My power chair is what my OT would prefer I use in an every day setting. It’s a magnificent beast, able to travel up to 8km/h for a distance of around 16km. Sadly, more due to my height than my weight (though that does have to shrink), we can’t get it in the van. Because I’m 194cm tall, my chair has to be tall, this means that when I use a wheelchair cab, I need the Hiace models with the high ceiling, and even then I scrape my head on the boot door. So it gets out and about when I’m going around my neighbourhood, but for outings further afield it sits there.
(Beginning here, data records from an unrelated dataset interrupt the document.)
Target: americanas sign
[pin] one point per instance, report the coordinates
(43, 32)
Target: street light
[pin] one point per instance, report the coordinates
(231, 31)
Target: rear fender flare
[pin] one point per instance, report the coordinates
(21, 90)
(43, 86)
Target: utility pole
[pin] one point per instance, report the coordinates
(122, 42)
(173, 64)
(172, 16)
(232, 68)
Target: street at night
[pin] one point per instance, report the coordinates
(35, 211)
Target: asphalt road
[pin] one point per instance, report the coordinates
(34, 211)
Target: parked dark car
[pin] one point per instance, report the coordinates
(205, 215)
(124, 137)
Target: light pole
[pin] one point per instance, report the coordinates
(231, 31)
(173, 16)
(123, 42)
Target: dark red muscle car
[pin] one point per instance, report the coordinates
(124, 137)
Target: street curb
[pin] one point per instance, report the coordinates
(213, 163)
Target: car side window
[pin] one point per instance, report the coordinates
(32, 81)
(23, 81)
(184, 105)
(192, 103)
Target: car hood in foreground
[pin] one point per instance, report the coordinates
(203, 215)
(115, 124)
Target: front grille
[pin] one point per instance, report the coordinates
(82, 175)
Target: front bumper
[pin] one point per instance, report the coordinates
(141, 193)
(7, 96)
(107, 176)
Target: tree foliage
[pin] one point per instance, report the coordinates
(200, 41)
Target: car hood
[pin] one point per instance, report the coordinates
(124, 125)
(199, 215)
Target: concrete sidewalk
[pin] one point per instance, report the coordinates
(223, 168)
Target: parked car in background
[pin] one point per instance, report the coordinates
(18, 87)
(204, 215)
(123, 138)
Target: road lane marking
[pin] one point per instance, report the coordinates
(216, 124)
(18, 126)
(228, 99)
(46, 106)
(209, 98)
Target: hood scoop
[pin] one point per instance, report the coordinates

Powered wheelchair with custom cushion

Power Bed

It’s essentially a hospital bed but fancier. It moves into different positions (which really help when I have neuropathic pains and leg spasms), it vibrates and it even has usb chargers built in. There are times when the only time I get any relief from the neuropathic pain is when I’m lying down in this bed. It frustrates the hell out of me but there it is.

I was going to post a picture but I haven’t made the bed yet 😉

Toileting

Okay this might be considering TMI, but this is a blog about tech and disability. One of the problems I have care of the fistula, is the inability to go to the toilet, so I am now dependent on what’s called Intermittent Self Catheterisation. That means I need to rely on single use plastic catheters when I go to the toilet. Without them I would need to rely on glass catheters, or a permanent indwelling catheter, both of which increase the risk of bladder infections.

Don’t worry, I won’t be posting pictures

Google Home

Lastly I use a Google home device in the bedroom. I’ve connected up my bedside light with a Genio light bulb and use either the Google home app on my phone or tablet, or voice control to turn the light on or off. This may not seem like much, but moving in bed can be quite difficult so it does make things easier.

All the rest

Aside from the above I use every day technologies just like everyone else. I have a phone, a laptop, a smart watch and so on and so forth. My use of these items isn’t much different to an able bodied person (though I have to say, step goals just aren’t a thing anymore)

So that’s a snapshot of what I use to get me through my day. It’s not everything, I also have an office setup, which allows me to work from home (I’ll detail that in another post), and I’m starting to get some tech to help in the kitchen and around the house.